大気汚染:リヨン市でも車両通行規制

リヨン市とその近隣のビルルバン市では、12月9日から大気汚染対策として車両通行臨時規制が導入される。9日にはナンバープレート末尾が奇数の車両のみが市内の通行を認められる。リヨン市でこの種の規制が導入されるのは今回が初めて。
パリ市と周辺の22市では、8日時点で通行規制が3日目を迎えた。ナンバープレート末尾の数字を利用した交互式の車両通行規制(偶数日には末尾偶数のみ、奇数日には末尾奇数のみが通行可能)は、原則として、大気汚染が警戒域に入って3日間が経過した場合に、所轄の当局(パリの場合はパリ警視庁、地方の場合は県庁)が導入を決める規定になっている。粒子状浮遊物質(PM10)については、1立方メートル当たりの濃度が80マイクログラム以上が警戒域となっているが、リヨン市では6日以来、汚染水準が警戒域に留まっている。
パリ市では交通規制が8日で3日目を迎えたが、大気の質の観測組織であるAirparifによると、汚染の水準と期間の長さの両方で、現在の状況は10年来で最悪であるという。高気圧に覆われ、風が弱いという気象条件が専らの原因であるといい、Airparifでは、ドイツから汚染大気が流れ込んでいるとのインターネット上で出回っている風説を全面的に否定している。

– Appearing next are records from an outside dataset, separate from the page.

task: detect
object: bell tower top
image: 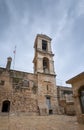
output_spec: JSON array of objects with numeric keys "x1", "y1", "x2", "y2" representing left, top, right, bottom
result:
[
  {"x1": 34, "y1": 34, "x2": 52, "y2": 47},
  {"x1": 34, "y1": 34, "x2": 52, "y2": 53},
  {"x1": 33, "y1": 34, "x2": 55, "y2": 75}
]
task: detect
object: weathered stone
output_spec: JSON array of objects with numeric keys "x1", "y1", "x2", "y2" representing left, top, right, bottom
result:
[
  {"x1": 0, "y1": 34, "x2": 58, "y2": 116},
  {"x1": 66, "y1": 72, "x2": 84, "y2": 124}
]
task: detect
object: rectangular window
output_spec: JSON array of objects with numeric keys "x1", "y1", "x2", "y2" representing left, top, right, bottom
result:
[
  {"x1": 0, "y1": 80, "x2": 5, "y2": 85},
  {"x1": 23, "y1": 80, "x2": 29, "y2": 87},
  {"x1": 47, "y1": 85, "x2": 48, "y2": 91},
  {"x1": 42, "y1": 40, "x2": 47, "y2": 51}
]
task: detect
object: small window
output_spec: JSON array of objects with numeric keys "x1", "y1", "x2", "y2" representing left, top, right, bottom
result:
[
  {"x1": 46, "y1": 96, "x2": 50, "y2": 100},
  {"x1": 0, "y1": 80, "x2": 5, "y2": 85},
  {"x1": 42, "y1": 40, "x2": 47, "y2": 51},
  {"x1": 47, "y1": 85, "x2": 48, "y2": 91},
  {"x1": 23, "y1": 80, "x2": 29, "y2": 87}
]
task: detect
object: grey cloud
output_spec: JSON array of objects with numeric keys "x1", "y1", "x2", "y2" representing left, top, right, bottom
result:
[
  {"x1": 0, "y1": 0, "x2": 84, "y2": 85},
  {"x1": 72, "y1": 15, "x2": 84, "y2": 44},
  {"x1": 0, "y1": 0, "x2": 11, "y2": 39}
]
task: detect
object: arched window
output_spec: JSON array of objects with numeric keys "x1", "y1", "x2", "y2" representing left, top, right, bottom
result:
[
  {"x1": 2, "y1": 100, "x2": 10, "y2": 112},
  {"x1": 79, "y1": 86, "x2": 84, "y2": 113},
  {"x1": 43, "y1": 57, "x2": 49, "y2": 73}
]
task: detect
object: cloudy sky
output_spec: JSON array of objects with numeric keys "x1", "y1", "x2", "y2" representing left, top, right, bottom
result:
[{"x1": 0, "y1": 0, "x2": 84, "y2": 86}]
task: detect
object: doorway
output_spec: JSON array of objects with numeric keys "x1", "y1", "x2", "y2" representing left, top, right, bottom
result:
[
  {"x1": 2, "y1": 100, "x2": 10, "y2": 112},
  {"x1": 46, "y1": 96, "x2": 51, "y2": 109},
  {"x1": 49, "y1": 109, "x2": 53, "y2": 114},
  {"x1": 79, "y1": 86, "x2": 84, "y2": 114},
  {"x1": 80, "y1": 90, "x2": 84, "y2": 113},
  {"x1": 46, "y1": 96, "x2": 53, "y2": 114}
]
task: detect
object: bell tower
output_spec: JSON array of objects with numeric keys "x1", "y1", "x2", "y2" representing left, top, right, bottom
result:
[
  {"x1": 33, "y1": 34, "x2": 58, "y2": 115},
  {"x1": 33, "y1": 34, "x2": 55, "y2": 75}
]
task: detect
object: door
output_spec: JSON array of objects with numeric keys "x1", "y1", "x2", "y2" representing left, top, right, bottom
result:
[
  {"x1": 2, "y1": 100, "x2": 10, "y2": 112},
  {"x1": 46, "y1": 96, "x2": 51, "y2": 109}
]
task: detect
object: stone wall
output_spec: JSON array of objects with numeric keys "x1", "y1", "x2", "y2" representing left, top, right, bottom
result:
[
  {"x1": 0, "y1": 69, "x2": 38, "y2": 115},
  {"x1": 0, "y1": 68, "x2": 58, "y2": 116},
  {"x1": 37, "y1": 73, "x2": 58, "y2": 115},
  {"x1": 66, "y1": 72, "x2": 84, "y2": 123},
  {"x1": 57, "y1": 86, "x2": 75, "y2": 115}
]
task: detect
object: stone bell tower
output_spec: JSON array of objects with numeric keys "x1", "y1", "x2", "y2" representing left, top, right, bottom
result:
[
  {"x1": 33, "y1": 34, "x2": 55, "y2": 75},
  {"x1": 33, "y1": 34, "x2": 58, "y2": 115}
]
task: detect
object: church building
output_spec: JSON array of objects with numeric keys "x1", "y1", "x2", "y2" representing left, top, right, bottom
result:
[{"x1": 0, "y1": 34, "x2": 58, "y2": 115}]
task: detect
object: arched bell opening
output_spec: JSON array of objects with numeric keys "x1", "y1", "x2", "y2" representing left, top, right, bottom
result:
[{"x1": 43, "y1": 57, "x2": 49, "y2": 73}]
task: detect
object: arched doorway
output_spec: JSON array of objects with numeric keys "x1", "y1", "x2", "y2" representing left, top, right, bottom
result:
[
  {"x1": 79, "y1": 86, "x2": 84, "y2": 113},
  {"x1": 2, "y1": 100, "x2": 10, "y2": 112}
]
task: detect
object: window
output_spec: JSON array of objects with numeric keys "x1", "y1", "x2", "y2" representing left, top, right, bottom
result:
[
  {"x1": 47, "y1": 85, "x2": 48, "y2": 91},
  {"x1": 42, "y1": 40, "x2": 47, "y2": 51},
  {"x1": 0, "y1": 80, "x2": 5, "y2": 85},
  {"x1": 22, "y1": 80, "x2": 29, "y2": 87}
]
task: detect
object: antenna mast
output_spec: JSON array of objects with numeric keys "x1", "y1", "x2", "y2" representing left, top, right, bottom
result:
[{"x1": 13, "y1": 46, "x2": 16, "y2": 70}]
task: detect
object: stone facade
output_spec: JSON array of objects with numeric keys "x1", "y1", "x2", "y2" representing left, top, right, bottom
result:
[
  {"x1": 0, "y1": 69, "x2": 38, "y2": 115},
  {"x1": 66, "y1": 72, "x2": 84, "y2": 124},
  {"x1": 57, "y1": 86, "x2": 75, "y2": 115},
  {"x1": 0, "y1": 33, "x2": 84, "y2": 127},
  {"x1": 0, "y1": 34, "x2": 58, "y2": 115}
]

2日続いた交通規制(交互式規制のほかに、幹線道路の最高速度の時速20km分の引き下げ、パリを通過する重量車両に対する迂回の義務付けなど)の効果はあまり出ていないが、これについては、交通量の削減効果が5-10%程度と、前回の2014年3月の時の18%減より小幅であることが理由の一つと考えらえる。例外規定が多く(3人以上を乗せた車両なら禁止措置の適用を除外するなど)、抜け道が多いことが、交通量削減の効果が薄いことの一因とみられている。